朝9時前まで惰眠を貪って時間を無駄にし、
畑に行っては雑草を大量殺りくし、
父と山の畑に行って枯れ草に放火し、
栗やキウイをのこぎりで切りつけて傷を負わし、
付近の山を無断侵入で徘徊し、
そこでワラビを強奪し、
昼からは無免許でトラクターを田んぼの中で乗り回し、
夕方は妹たちを風呂に入れたために風呂場で猥褻物を陳列しまくり、
夜は死体の如く爆睡した。


 そんな無法地帯的自由を楽しんだり、退屈やったりしゆう、今日この頃である。

KY的島の去り方

2008年04月01日 | 日々是好日
 アカネの、バッカちーーーーーん!!!!
 このアッポがぁあぁあぁぁ!!!!
 


 
 うんとね、ついに島を去ったがやけどね、あたしがいかにSKYか教えちゃる。もう恥ずかしくって情けなくって顔から火が出る。まぁ、あたしの場合、出るんは脂やけどね。
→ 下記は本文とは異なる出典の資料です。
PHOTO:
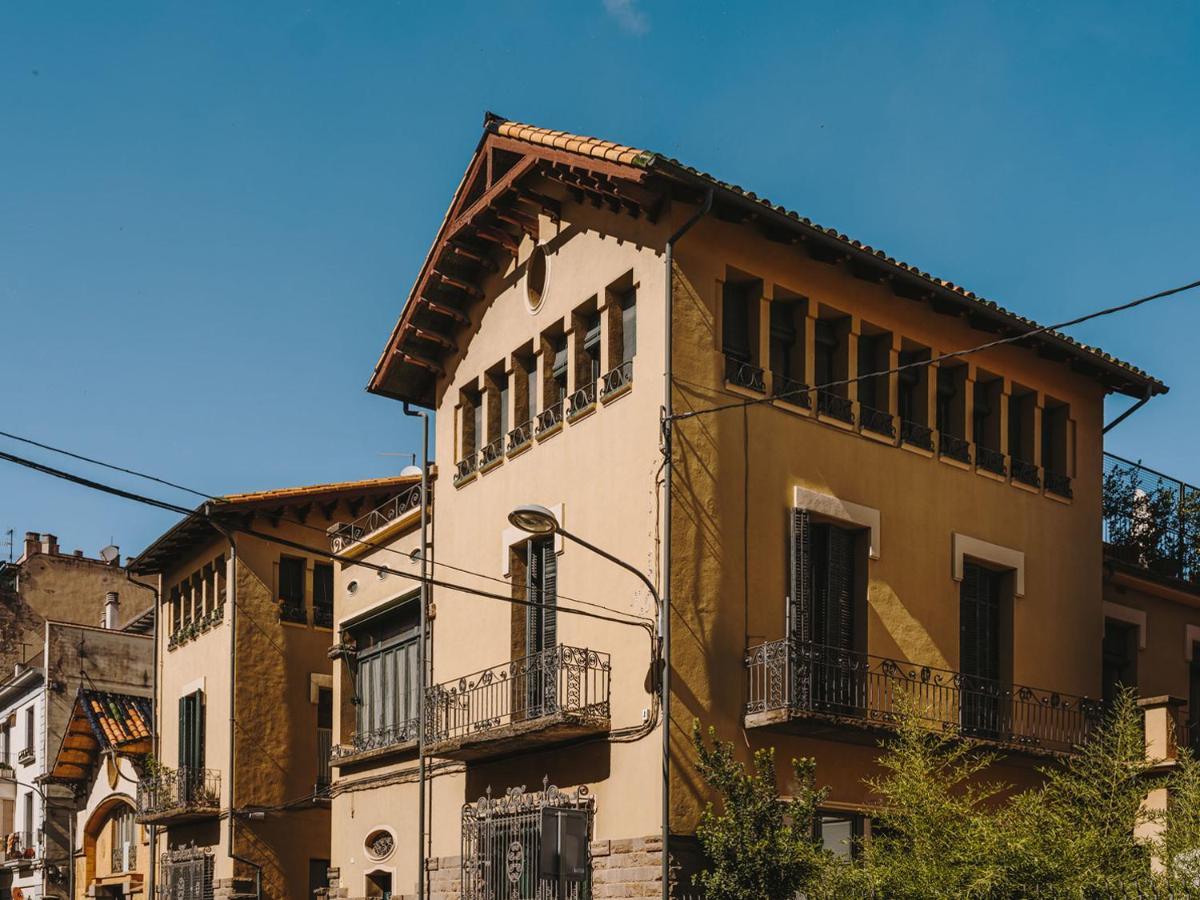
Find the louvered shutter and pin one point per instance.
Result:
(840, 610)
(801, 588)
(549, 594)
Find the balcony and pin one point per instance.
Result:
(582, 401)
(18, 846)
(550, 419)
(466, 467)
(520, 436)
(742, 375)
(179, 795)
(393, 742)
(877, 421)
(616, 381)
(917, 435)
(790, 390)
(345, 537)
(835, 407)
(1151, 521)
(550, 697)
(954, 448)
(990, 460)
(817, 689)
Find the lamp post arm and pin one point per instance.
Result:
(615, 561)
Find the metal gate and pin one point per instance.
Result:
(502, 845)
(186, 875)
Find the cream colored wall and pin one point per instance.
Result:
(735, 479)
(1163, 665)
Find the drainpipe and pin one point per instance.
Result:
(232, 588)
(151, 874)
(420, 646)
(665, 624)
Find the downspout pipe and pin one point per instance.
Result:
(153, 871)
(665, 623)
(232, 582)
(420, 646)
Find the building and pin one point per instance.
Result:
(1152, 589)
(831, 541)
(105, 750)
(37, 708)
(237, 796)
(46, 583)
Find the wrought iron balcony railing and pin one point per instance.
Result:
(582, 400)
(742, 375)
(954, 448)
(877, 420)
(808, 679)
(990, 460)
(178, 792)
(917, 435)
(343, 534)
(1059, 484)
(790, 390)
(621, 377)
(466, 467)
(492, 453)
(835, 407)
(1151, 520)
(402, 733)
(555, 683)
(520, 436)
(1025, 472)
(550, 418)
(18, 845)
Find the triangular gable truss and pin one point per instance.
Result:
(505, 187)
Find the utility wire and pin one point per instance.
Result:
(953, 354)
(292, 520)
(303, 547)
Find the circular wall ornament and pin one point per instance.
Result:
(537, 274)
(379, 844)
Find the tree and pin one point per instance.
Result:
(759, 846)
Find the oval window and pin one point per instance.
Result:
(535, 279)
(379, 844)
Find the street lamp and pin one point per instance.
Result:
(534, 519)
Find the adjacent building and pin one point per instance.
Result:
(40, 739)
(850, 515)
(237, 793)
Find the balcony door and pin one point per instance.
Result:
(191, 747)
(826, 671)
(982, 707)
(540, 669)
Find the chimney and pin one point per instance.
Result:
(112, 609)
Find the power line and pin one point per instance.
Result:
(953, 354)
(630, 619)
(214, 498)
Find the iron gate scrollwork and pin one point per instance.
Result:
(502, 841)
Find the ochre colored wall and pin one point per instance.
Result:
(735, 478)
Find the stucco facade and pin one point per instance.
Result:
(549, 263)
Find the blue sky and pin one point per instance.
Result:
(210, 214)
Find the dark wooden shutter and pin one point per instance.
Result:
(549, 594)
(801, 587)
(840, 594)
(979, 622)
(534, 610)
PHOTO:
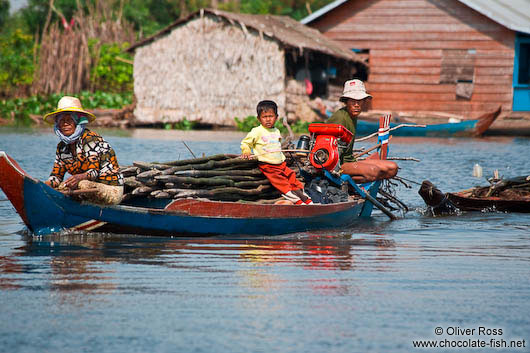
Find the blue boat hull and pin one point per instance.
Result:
(464, 128)
(44, 210)
(49, 211)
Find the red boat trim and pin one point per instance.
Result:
(12, 183)
(89, 225)
(194, 207)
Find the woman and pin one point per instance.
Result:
(84, 154)
(355, 99)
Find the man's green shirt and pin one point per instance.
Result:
(342, 117)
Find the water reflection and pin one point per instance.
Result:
(78, 265)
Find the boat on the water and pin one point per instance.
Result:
(451, 127)
(510, 195)
(45, 210)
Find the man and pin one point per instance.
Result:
(355, 99)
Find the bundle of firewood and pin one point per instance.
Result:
(223, 177)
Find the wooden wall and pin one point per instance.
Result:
(420, 49)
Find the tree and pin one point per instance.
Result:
(4, 12)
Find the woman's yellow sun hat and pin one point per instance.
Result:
(68, 104)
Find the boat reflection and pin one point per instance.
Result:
(89, 264)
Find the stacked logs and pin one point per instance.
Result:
(221, 177)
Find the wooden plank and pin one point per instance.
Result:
(434, 79)
(407, 53)
(390, 26)
(445, 106)
(484, 62)
(404, 18)
(438, 96)
(412, 36)
(403, 62)
(376, 88)
(454, 44)
(492, 79)
(390, 70)
(486, 71)
(420, 79)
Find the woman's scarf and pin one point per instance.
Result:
(80, 122)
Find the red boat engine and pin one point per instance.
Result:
(325, 142)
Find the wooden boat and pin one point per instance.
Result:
(478, 199)
(465, 202)
(45, 210)
(463, 128)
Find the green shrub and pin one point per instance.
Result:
(21, 108)
(184, 124)
(16, 61)
(251, 122)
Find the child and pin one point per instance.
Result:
(265, 140)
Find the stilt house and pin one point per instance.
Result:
(465, 57)
(213, 66)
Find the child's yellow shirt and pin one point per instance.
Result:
(265, 143)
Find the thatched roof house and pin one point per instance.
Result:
(213, 66)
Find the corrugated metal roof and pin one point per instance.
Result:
(282, 28)
(513, 14)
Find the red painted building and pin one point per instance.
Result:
(464, 57)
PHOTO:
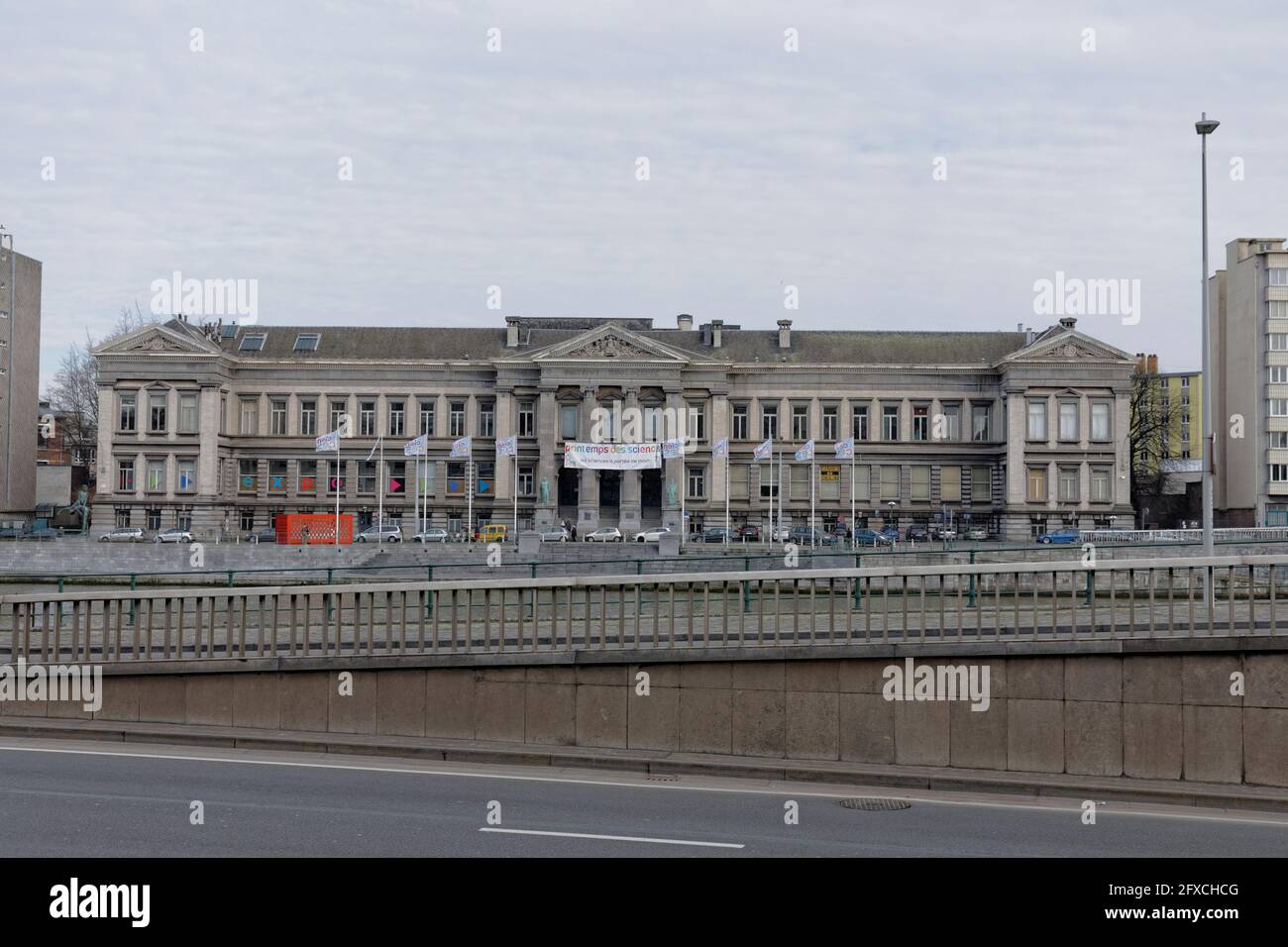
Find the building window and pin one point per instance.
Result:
(1068, 484)
(308, 476)
(248, 416)
(568, 421)
(1037, 483)
(861, 424)
(1037, 420)
(919, 482)
(156, 475)
(979, 423)
(1100, 486)
(980, 484)
(188, 414)
(1100, 427)
(246, 479)
(800, 421)
(308, 418)
(889, 482)
(949, 483)
(697, 483)
(397, 418)
(890, 423)
(739, 423)
(768, 421)
(156, 414)
(128, 412)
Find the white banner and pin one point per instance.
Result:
(587, 457)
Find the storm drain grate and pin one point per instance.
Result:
(876, 804)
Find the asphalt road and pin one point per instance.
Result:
(64, 799)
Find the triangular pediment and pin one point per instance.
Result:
(1067, 347)
(610, 343)
(159, 338)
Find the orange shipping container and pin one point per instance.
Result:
(313, 528)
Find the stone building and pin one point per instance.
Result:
(214, 427)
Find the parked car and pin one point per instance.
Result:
(381, 534)
(871, 538)
(1059, 536)
(653, 535)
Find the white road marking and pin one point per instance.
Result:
(612, 838)
(1057, 804)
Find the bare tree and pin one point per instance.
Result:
(73, 390)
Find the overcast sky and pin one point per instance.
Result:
(518, 167)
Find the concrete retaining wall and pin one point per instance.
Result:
(1157, 716)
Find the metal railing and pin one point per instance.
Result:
(1142, 598)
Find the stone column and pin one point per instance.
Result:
(588, 493)
(548, 472)
(630, 484)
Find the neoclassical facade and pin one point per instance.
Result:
(214, 427)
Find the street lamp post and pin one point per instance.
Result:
(1205, 128)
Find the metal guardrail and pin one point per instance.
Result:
(1134, 598)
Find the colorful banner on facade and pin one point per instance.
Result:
(588, 457)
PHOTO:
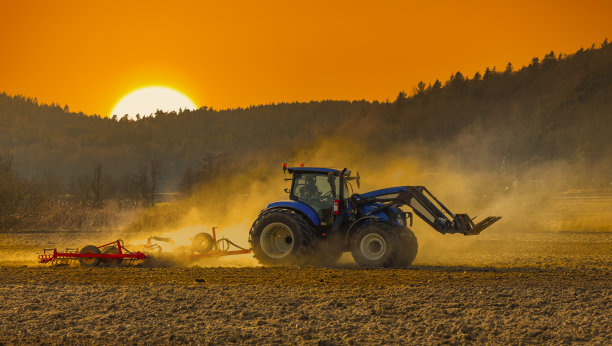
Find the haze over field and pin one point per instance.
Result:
(152, 122)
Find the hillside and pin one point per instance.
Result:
(556, 109)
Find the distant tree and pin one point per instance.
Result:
(401, 97)
(96, 186)
(437, 85)
(421, 88)
(155, 180)
(187, 181)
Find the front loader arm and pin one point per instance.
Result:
(427, 207)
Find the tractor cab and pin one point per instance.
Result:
(320, 189)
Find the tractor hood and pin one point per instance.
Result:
(391, 191)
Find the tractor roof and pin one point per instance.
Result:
(315, 170)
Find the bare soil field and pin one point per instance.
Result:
(546, 287)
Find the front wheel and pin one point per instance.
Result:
(408, 247)
(375, 245)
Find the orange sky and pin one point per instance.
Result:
(88, 54)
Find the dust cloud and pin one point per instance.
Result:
(534, 198)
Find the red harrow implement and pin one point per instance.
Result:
(90, 256)
(203, 245)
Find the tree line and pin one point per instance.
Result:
(557, 108)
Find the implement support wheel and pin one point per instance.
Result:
(202, 243)
(89, 261)
(110, 261)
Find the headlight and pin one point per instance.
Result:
(400, 220)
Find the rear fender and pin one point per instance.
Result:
(297, 206)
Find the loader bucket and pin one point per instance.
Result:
(464, 224)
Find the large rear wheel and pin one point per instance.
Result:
(281, 236)
(89, 261)
(375, 245)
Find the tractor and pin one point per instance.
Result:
(321, 220)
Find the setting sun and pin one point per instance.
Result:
(148, 100)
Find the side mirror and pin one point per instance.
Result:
(331, 179)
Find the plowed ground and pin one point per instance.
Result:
(547, 288)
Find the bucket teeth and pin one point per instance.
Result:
(482, 225)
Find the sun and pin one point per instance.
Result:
(148, 100)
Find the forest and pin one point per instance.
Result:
(557, 109)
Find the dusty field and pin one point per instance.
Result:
(553, 287)
(503, 286)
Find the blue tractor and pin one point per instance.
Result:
(321, 220)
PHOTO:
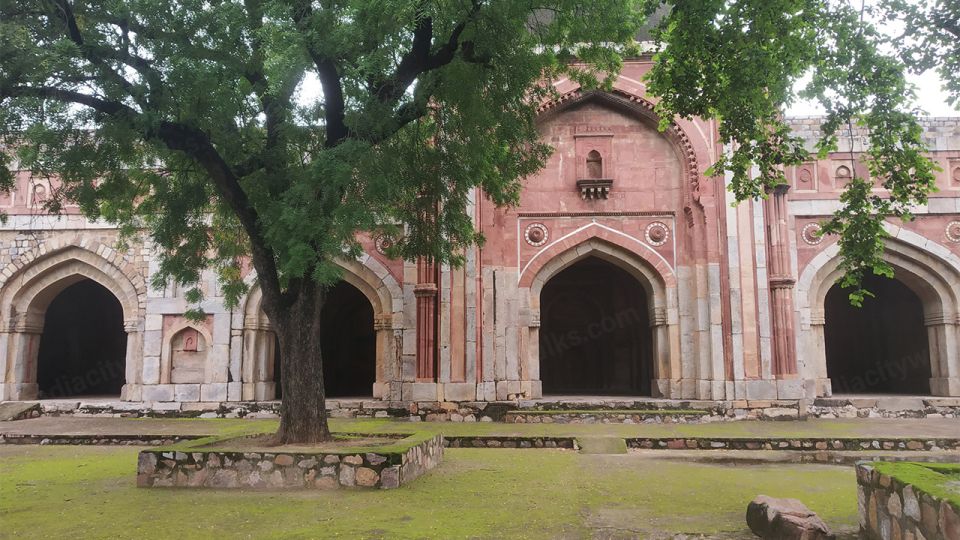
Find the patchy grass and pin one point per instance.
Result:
(612, 412)
(841, 428)
(68, 491)
(942, 480)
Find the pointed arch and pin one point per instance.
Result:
(929, 270)
(367, 275)
(38, 277)
(654, 275)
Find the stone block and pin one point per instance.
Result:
(157, 392)
(761, 389)
(507, 388)
(234, 391)
(791, 389)
(460, 391)
(420, 391)
(151, 370)
(186, 392)
(213, 392)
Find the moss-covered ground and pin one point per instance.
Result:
(841, 428)
(942, 480)
(89, 492)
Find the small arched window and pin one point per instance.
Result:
(188, 356)
(594, 165)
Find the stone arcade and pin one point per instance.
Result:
(623, 271)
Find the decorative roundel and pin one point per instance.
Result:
(953, 231)
(535, 234)
(383, 243)
(811, 234)
(657, 233)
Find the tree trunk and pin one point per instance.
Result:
(303, 412)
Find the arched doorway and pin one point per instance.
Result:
(348, 343)
(881, 347)
(83, 347)
(595, 336)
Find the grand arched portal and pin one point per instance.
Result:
(348, 343)
(878, 348)
(83, 346)
(595, 334)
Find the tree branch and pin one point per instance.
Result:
(334, 105)
(197, 145)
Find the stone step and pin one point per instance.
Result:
(605, 416)
(18, 410)
(601, 445)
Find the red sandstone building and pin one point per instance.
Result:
(623, 271)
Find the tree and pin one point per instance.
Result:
(741, 62)
(181, 117)
(929, 39)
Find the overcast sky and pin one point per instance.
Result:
(930, 97)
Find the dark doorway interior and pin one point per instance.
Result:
(277, 372)
(83, 345)
(348, 343)
(881, 347)
(595, 334)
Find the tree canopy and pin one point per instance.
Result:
(186, 119)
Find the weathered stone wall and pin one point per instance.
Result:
(274, 470)
(891, 509)
(707, 268)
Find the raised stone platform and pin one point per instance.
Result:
(196, 464)
(908, 500)
(553, 409)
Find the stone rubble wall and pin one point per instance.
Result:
(275, 470)
(890, 509)
(802, 444)
(593, 412)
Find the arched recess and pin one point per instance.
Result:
(370, 277)
(643, 109)
(27, 293)
(700, 263)
(181, 362)
(930, 271)
(654, 275)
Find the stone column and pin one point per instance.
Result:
(781, 284)
(23, 343)
(133, 377)
(426, 294)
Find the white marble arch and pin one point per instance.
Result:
(372, 279)
(930, 270)
(27, 293)
(662, 307)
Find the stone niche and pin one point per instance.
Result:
(594, 149)
(188, 356)
(195, 464)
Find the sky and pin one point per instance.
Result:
(930, 98)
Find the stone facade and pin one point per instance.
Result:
(891, 508)
(732, 305)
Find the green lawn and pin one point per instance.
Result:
(845, 428)
(88, 492)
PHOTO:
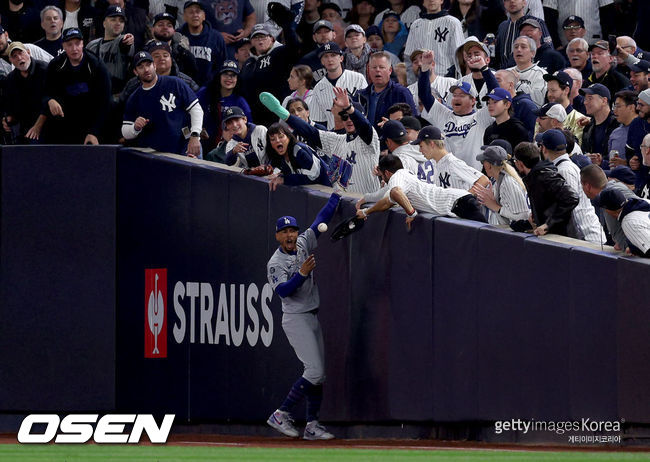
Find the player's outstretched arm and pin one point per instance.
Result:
(326, 213)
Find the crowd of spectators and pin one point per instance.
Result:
(519, 103)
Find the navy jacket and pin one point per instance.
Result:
(393, 93)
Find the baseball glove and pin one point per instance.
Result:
(347, 227)
(260, 170)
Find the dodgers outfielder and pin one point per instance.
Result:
(290, 273)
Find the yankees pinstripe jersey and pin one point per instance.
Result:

 30日に父が引越しの手伝いに来てくれ、名産の水晶ブンタンを挨拶回りで配って歩き、夜はツンや同居人も交え、近所の居酒屋で食事をする。
 家に帰ってからも、父は
「酒が飲みたい。俺ぁ酒飲まな寝れんきよぉ。」
などと言ってコタツに座り込み、テレビをつけてすっかり寛ごうとする。完全に、若い女の子に囲まれて晩酌したい!ワクワク☆って魂胆が見え見えだったが、同居人たちもオヤジの晩酌に付き合う気はなく、そそくさと部屋に散ってしまう。
 アカネも
「こんな汚い机で、酒を飲む気になるかね?」
って感じで、散らかったコタツの上を片付けもしなかった。

 まぁ、そんな親不幸な娘であるが、次の日は父のお陰でスムーズに荷造りを終える。大急ぎで部屋や廊下の掃除をし、忘れ物絶対なし!アカネにしては凄い!ヒロシクン最高!!ってな状態になった。

 
 
 さて、軽トラに荷物を山のように積み込み、港に向かう。
 なんと、港では職場の先生方が、“ひらいせんせいありがとう だいすき”とかって画用紙を切り抜いたものにきらきらの飾りをつけて、センターのガラスに貼ってくれている。
 奥では、せっせと紙テープの用意もしてくれている。

 そして、バスに乗って子どもたちも到着する。風の強い日で、子どもたちはよそ行きの服にジャンバーを着込んでいる。
 普段なら、お昼寝の時間だ。アカネの出港に合わせ、先生方が子どもたちを早く起こし、ぐずる子どもをなだめて大急ぎで服を着せ、ものすごく無理をしてくれたんだと思う。
 子どもたちとわいわい言っているときに、赤ちゃんクラスの子どもたちや職員もやってきてくれた。
 子どもたちがなぐり書きしたり、シールを貼ったりした画用紙をプレゼントしてくれる。他のこどもが花束を渡してくれる。職員みんなが、メッセージを書いたアルバムも渡してくれた。

 28日に仕事が終了だったのだが、その日も、アカネのクラスの子どもたちが、アカネの顔や好きなものをいっぱい書いてくれた画用紙集をもらった。


 アカネは、とてもとてももったいなくて、子どもたちの顔を直視することができなかった。
 結婚で辞めるとか、身体を壊すとか、家庭の事情とか、やむにやまれぬ事情で辞めるんじゃないからだ。言ってみれば、アカネの勝手な「もう、や~めた!」っていう判断で、何度も担当者が代わって、傷つく子どもがいた。
 アルバムを作ってくれたり、プレゼントを買ってきてくれたり、別れの準備をしてくれたり、駆けずり回ってくれる人がいた。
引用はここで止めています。